J. Williamson: Yes, Anthony, this is Andrew. The big driver for the higher unit OpEx in the first quarter was full contribution of the PRB assets. That's all PDP production. They've not had new volumes come online there for over 2 years. So that fixed cost element is overrepresented in that production. As we bring on incremental volumes in the Powder, we expect that to go from where we are now in the high teens to low 20s per BOE in the Powder for that to come into the mid-teens.
And so where that washes out total company on a BOE basis, we should see several dollars of drop there and concentrated in the fourth quarter this year when we bring on the volumes in the Powder pad.
Operator: And the next question is from Jeff Robertson with Water Tower Research.

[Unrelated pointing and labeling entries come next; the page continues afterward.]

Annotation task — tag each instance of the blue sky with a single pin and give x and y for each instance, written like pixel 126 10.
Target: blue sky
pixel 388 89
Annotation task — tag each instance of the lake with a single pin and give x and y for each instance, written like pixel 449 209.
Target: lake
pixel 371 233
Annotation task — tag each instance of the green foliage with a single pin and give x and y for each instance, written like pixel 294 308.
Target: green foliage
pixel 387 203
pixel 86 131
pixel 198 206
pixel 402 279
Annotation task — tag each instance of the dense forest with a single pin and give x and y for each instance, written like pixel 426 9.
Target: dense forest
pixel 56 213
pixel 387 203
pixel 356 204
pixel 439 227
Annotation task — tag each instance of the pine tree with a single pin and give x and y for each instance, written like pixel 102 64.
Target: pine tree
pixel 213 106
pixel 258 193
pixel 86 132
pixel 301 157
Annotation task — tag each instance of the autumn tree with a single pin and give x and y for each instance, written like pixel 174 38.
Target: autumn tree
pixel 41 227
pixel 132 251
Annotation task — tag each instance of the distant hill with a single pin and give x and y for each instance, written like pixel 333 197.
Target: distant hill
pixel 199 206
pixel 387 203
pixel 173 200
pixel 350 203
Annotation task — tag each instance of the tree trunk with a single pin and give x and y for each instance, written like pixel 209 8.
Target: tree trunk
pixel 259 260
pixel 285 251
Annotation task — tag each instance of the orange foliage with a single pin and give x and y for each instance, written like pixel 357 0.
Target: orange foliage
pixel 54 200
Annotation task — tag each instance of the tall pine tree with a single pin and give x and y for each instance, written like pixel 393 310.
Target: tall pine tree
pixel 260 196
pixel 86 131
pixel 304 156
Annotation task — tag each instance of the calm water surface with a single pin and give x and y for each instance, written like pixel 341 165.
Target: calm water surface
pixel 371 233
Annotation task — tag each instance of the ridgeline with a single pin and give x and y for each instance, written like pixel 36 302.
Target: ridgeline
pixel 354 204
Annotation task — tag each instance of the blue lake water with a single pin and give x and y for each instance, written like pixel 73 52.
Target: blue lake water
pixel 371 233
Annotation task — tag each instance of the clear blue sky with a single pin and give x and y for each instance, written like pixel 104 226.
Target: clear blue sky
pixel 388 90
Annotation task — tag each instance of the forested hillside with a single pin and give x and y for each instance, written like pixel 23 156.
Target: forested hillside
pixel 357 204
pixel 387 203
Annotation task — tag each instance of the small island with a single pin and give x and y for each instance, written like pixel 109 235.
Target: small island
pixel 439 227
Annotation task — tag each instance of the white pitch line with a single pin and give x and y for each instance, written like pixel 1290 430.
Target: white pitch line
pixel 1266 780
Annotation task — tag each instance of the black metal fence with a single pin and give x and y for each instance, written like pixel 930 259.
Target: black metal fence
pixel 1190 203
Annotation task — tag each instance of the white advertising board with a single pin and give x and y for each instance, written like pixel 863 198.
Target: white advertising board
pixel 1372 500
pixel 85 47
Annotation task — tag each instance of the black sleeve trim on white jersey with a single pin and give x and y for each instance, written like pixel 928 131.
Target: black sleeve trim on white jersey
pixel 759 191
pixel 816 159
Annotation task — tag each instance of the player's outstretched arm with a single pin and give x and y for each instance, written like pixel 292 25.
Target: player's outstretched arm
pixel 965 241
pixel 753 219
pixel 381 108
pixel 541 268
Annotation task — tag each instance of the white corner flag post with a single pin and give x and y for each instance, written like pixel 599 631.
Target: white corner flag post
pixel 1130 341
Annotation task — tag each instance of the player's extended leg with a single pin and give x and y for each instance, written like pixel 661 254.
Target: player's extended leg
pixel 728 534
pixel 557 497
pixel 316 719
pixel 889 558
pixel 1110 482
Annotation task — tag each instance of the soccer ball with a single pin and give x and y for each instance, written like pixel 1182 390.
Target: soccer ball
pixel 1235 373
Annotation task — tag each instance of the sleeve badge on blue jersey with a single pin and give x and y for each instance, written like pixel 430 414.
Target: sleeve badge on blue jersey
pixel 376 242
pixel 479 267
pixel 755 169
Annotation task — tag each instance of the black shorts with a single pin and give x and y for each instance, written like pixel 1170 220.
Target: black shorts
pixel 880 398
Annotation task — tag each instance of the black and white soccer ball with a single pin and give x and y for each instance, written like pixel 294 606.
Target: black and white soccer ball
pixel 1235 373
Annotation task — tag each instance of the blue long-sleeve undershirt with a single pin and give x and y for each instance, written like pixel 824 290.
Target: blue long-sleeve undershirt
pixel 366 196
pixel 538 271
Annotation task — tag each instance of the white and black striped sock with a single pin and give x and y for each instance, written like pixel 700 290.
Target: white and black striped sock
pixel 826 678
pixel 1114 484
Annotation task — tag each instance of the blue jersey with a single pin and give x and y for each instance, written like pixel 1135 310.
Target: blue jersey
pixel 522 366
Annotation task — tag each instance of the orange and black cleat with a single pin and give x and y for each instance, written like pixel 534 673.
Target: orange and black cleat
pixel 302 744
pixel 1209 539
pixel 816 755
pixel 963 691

Jeffrey Robertson: A question on the Powder River Basin. Are there any other infrastructure issues or needs that you foresee Epsilon needing to be involved with and fund other than the water facilities that you outlined?
Henry Clanton: In Converse County, which is where we are describing this Inot unit for development next year, there is some gas takeaway development that will be required beyond what's there. We'll have the option to participate in that should we want to or just have the gatherers come to us. So yes, there'll be some gas takeaway. But the majority of the cost for us will be related to supplying these completions and the frac water is necessary to do that. And that's what's our focus of that design of that facility was for.
Jeffrey Robertson: In the Permian Basin on the Woodford test that you talked about, how much production -- assuming that well is a success, how much production history would you like to see before Epsilon would elect to participate in a follow-up well.
Jason Stabell: Yes. I think it's not just -- it's around can they land in the Woodford, what's the cost there? Have they worked out well design? And then obviously, what kind of rate it delivers over time. Hard to say exactly, Jeff, but it's probably at least 180 days of production to get a real good sense of what the productivity looks like there.
Operator: And this does conclude our question-and-answer session for today. I would now like to turn the conference back over to Jason Stabell, CEO, for any closing remarks.
Jason Stabell: Yes. Thank you, Chris. I appreciate everybody taking the time to join us today. Thanks for your interest and support of the company. And as always, please reach out to us in Houston if you have additional comments or questions. If not, have a great day. Thank you for joining.
Operator: And the conference has now concluded. Thank you for attending today's presentation, and you may now disconnect.